I love you. I really do … and that’s why I’ve got to talk to you straight today.

I receive a lot of prayer requests, emails, and blog comments about people’s dating relationships. Sometimes they are going great. Other times, they aren’t. If you are in a dating relationship that isn’t working out, this post is for you today.

Beloved, I want to talk to you about a tough subject: your dating relationship.

This particular line of conversation is something that very few people want to talk about. But, I hope you’ll bear with me anyway.

Here’s the thing:

The prayer requests I receive often go like this:

“Please pray for me and so-and-so, that we would finally get married and live a happy life together.”

Or …

“Please pray for a heart change for Mr. Almost, so he would marry me quickly and Father’s will would be done.”

Insert any number of very heartfelt variations on these words here.

Related: Prayer to Find a Husband or Wife

The problem with that is–and I really, really don’t like to be the one to say this, but my heart goes out to you!–

Beloved, if your dating relationship isn’t working out, it is entirely possible that that relationship is NOT Father’s will for you.

And unfortunately, I think it’s safe to say that if your dating relationship isn’t working out, it’s usually because it’s not Father’s will for you to marry that person.

(Notice I said “dating relationship,” not “marriage.” Marriage is a totally different subject, and not one I’m addressing here. This post is only for people who are not married, but who want to be.)

I know it’s hard to even think the thought that the person you love/want might not be for you.

Even thinking it can hurt … and I am certainly not the expert on your situation specifically. Also, please notice that I said “usually,” not “definitely.” There are exceptions.

But, still, it is very often the case–I think it’s okay to even say “usually the case”–that, when things aren’t working out with a dating relationship, it’s usually because it’s not God’s will in the first place.

I’m sorry. I know that can be hard to think about. But, much of the time, it’s still true.

How can I say that?

Sweet friend, we serve a great, big God who is better, kinder, nicer, and more protective than we could ever imagine. And whether you feel like it or not at this moment, He cares about you more than you could ever even care about yourself.

That means He cares about you and everything about you. He cares about what matters to you. He cares how you feel right now. But because He is bigger …

… and because He knows everything …

… He can look at the big picture and see exactly how every part of your life should turn out.

He can also see how every aspect of your life would turn out if you made XYZ choice.

He knows what things would look like for you if you married that man.
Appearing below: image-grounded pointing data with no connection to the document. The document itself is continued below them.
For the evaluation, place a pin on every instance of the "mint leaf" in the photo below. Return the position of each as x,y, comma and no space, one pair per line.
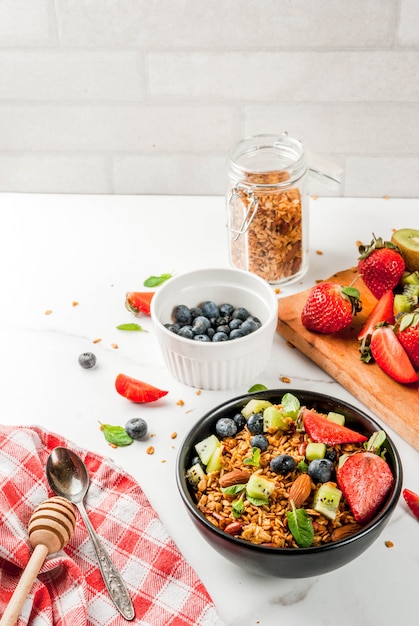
155,281
116,435
301,526
130,326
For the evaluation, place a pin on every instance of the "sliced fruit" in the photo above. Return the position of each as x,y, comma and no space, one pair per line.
382,312
407,240
365,480
315,451
137,390
195,474
390,355
259,487
326,500
274,419
214,463
205,448
255,406
322,430
338,418
412,501
138,302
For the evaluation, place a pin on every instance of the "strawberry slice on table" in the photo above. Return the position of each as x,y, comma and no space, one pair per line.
137,390
412,501
390,355
408,335
381,266
138,302
365,480
330,307
322,430
382,312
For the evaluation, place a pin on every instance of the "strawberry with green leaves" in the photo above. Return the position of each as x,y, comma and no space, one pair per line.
330,307
390,355
408,335
381,266
137,390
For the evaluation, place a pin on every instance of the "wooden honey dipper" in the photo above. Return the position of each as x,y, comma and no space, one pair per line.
51,527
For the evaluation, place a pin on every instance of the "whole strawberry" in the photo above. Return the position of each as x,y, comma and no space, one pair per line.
408,334
330,307
381,266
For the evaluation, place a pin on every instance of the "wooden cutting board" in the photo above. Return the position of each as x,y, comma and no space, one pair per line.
397,405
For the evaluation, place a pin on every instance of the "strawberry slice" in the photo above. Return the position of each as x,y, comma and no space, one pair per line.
390,355
322,430
365,480
412,501
138,302
137,390
382,312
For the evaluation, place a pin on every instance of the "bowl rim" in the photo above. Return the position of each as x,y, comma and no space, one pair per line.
373,524
272,306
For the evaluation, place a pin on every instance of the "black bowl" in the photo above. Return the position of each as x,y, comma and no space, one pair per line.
288,562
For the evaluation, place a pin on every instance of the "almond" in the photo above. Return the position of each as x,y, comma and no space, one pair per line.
235,477
345,531
300,489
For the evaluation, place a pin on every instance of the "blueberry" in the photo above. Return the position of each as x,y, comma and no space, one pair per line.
320,470
255,423
210,309
248,326
136,428
203,338
225,427
282,464
219,336
226,309
240,421
259,441
240,313
200,325
87,360
236,333
181,314
186,332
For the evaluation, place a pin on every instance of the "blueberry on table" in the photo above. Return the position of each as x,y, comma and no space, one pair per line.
282,464
87,360
136,428
226,427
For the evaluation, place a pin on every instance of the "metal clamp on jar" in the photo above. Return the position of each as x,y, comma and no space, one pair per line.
267,207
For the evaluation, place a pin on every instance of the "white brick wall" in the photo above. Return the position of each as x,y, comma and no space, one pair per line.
147,96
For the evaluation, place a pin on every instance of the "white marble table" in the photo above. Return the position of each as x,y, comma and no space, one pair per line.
58,250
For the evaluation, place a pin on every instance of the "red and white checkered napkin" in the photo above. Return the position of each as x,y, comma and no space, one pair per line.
69,590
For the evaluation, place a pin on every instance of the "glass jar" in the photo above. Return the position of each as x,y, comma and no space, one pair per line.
267,207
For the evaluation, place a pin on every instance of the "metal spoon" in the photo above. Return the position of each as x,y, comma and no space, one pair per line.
68,477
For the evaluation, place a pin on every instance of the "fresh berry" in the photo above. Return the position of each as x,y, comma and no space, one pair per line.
381,266
137,390
320,470
138,302
412,501
87,360
408,335
330,307
282,464
136,428
259,441
382,312
390,355
320,429
226,427
365,480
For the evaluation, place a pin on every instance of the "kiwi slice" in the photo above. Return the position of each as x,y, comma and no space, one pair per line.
407,240
326,500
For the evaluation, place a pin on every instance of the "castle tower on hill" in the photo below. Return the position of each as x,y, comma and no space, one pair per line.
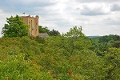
33,23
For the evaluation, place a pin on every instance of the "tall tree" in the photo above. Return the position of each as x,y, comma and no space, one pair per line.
15,27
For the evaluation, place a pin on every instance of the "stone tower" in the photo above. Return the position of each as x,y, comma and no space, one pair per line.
33,24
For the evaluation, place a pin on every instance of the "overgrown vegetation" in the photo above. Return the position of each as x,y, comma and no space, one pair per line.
71,56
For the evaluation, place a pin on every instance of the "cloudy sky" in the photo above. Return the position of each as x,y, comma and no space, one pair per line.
97,17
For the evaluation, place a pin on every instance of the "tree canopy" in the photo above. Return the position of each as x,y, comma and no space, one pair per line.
15,27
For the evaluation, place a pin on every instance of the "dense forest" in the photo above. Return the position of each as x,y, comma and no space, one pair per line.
69,56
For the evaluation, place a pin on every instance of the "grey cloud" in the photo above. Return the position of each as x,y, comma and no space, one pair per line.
89,1
19,6
115,7
91,12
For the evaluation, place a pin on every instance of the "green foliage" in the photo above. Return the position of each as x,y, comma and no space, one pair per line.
15,27
43,29
54,33
49,32
71,56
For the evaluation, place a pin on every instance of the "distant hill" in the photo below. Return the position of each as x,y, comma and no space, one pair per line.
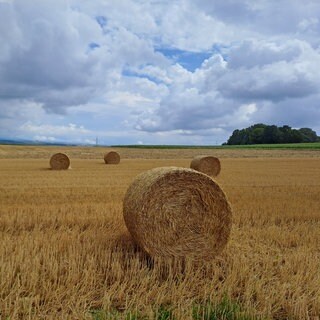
270,134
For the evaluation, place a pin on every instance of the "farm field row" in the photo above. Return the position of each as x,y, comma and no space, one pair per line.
66,254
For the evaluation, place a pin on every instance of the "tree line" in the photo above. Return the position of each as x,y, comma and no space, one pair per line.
261,133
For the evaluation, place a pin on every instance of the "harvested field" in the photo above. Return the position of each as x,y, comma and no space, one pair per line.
66,254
He knows how your life would turn out if you married that woman.

And friend, if it were His will for you, His hand would be on it. God’s grace makes things work. And the fruit of the Spirit is love, joy, peace, patience, self-control, etc.
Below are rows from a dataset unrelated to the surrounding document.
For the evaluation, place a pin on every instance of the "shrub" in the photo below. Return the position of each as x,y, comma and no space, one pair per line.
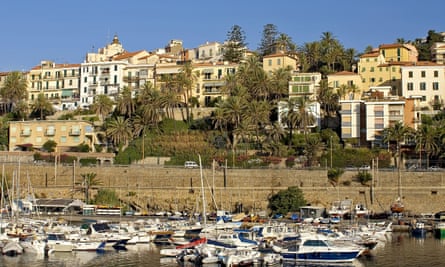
364,177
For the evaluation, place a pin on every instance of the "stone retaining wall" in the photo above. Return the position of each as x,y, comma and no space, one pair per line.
159,188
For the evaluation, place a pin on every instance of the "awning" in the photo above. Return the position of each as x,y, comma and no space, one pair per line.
66,93
207,71
213,84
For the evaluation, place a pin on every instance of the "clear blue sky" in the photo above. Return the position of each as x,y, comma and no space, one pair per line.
64,31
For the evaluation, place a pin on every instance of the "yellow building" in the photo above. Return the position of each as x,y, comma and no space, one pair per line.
381,67
350,80
277,61
66,133
59,83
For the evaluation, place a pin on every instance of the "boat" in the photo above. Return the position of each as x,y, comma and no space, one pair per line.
397,206
318,249
418,230
12,248
439,230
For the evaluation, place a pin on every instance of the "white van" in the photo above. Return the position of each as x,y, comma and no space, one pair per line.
191,164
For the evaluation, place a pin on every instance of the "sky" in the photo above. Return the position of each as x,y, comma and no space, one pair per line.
64,31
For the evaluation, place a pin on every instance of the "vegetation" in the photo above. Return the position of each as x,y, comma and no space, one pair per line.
289,200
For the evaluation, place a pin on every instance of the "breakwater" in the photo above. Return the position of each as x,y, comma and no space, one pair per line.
153,187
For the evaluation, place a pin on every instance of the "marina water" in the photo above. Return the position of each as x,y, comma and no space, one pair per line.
400,250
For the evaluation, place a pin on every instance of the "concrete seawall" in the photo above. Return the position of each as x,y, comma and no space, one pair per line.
159,188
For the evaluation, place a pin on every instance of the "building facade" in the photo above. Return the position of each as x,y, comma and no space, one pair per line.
66,133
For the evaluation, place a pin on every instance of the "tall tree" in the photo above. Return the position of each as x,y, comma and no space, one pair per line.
285,44
14,89
42,106
235,45
126,105
120,132
269,36
397,133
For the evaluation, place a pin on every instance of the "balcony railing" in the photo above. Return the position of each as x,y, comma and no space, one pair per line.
74,132
26,132
50,132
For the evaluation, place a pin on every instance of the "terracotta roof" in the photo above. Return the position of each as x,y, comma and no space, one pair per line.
371,54
341,73
126,55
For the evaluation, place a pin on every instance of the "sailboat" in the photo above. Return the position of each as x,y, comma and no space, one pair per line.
397,206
If Holy Spirit were present in something, He would be manifesting Himself–and there would be love, joy, peace, and all the other fruit of the Spirit in the situation. If those fruits are absent, Holy Spirit isn’t there. If there’s no flow, God’s not in it.

That doesn’t mean you won’t ever have problems in a dating relationship.
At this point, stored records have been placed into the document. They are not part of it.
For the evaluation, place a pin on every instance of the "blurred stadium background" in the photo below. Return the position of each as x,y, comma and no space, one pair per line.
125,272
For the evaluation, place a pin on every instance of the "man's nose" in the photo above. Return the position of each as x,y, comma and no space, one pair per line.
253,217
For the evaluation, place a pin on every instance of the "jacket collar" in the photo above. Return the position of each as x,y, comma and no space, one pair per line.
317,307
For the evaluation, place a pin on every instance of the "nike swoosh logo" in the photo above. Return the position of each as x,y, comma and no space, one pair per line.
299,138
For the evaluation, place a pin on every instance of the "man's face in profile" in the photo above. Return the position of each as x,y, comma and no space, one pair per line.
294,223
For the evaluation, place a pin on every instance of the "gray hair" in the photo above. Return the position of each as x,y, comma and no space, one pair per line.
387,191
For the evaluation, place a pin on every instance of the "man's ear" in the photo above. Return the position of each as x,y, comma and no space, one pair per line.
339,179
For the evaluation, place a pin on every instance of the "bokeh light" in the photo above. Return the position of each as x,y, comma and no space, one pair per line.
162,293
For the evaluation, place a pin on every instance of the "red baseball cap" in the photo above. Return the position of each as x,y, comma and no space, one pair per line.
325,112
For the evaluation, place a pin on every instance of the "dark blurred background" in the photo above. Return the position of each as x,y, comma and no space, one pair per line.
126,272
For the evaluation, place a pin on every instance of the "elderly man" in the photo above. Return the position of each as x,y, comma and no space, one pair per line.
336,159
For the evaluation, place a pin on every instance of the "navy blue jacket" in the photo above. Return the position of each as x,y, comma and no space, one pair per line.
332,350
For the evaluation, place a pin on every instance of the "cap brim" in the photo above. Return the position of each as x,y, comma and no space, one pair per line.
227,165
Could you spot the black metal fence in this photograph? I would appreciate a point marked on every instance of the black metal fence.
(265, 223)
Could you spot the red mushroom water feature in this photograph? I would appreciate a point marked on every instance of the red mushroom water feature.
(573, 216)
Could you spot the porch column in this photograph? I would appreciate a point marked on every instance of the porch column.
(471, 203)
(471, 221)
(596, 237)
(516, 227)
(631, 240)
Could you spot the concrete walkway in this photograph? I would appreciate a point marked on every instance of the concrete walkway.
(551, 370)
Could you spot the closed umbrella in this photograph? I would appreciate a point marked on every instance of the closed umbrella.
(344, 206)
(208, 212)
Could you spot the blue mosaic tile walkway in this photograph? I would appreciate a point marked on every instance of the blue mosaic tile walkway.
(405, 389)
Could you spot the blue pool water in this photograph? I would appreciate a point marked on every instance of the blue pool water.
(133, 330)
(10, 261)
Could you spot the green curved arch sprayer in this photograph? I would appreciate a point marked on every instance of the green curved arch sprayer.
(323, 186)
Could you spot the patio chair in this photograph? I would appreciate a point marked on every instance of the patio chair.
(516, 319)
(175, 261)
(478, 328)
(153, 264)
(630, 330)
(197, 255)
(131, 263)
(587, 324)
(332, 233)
I know people who have had brief breakups and then ended up together eventually after all. I’m sure you do too. In those situations, it may have been a timing issue. They seem to be all right now. So if you’re not together with someone right now, then yes, it’s still possible God could bring you back together.

But from what I personally have seen, those relationships are the exception, not the norm.

There’s no formula. I can’t give you a percentage of time when a relationship isn’t God. BUT …

Because it’s such an incredibly sensitive issue, with life-altering consequences …

… and because praying for a particular person to marry you is outright witchcraft …

I strongly encourage you to pray a different way.

Here’s how I encourage you to pray:

“Lord, if this person is the spouse You have for me, then bring us back together in Your way and Your time. And if this is not the spouse You have for me, then please separate us and end every aspect of our relationship that doesn’t please You.”

In other words, instead of praying to get your way, pray for Jesus’ Lordship. Pray for His Kingdom to come and His will to be done on earth as it is in Heaven.

I know it can be hard to change the way you pray–especially when your heart is involved.

When you love someone, it can be terrifying to even imagine living without them. But remember, if this person IS God’s will for you, then this prayer won’t hurt a thing. And if this person isn’t God’s best for you, it’s only because He has someone in mind who is SO much better:

  • A godly spouse.
  • Someone filled with godly dreams, thoughts, and desires.
  • A man for you ladies, or a wife for you brothers, who will seek first the Kingdom of God and His righteousness.
  • A spouse who will honor you and love you sacrificially.
  • A true partner in every sense of the word.

Don’t you want a spouse like that?

And even more, isn’t the Lordship of Jesus worth making a little change in the way you pray?

My friend, please. Trust Jesus with your need for a spouse, and wait on His timing and His person.

The person you’re dating may be the right one–but he/she may not be. If you insist on having this person, not only do you open a door to the enemy, but you might actually get what you ask for–and have your life ruined.

Only Jesus knows.

So will you submit your dating relationship to Jesus?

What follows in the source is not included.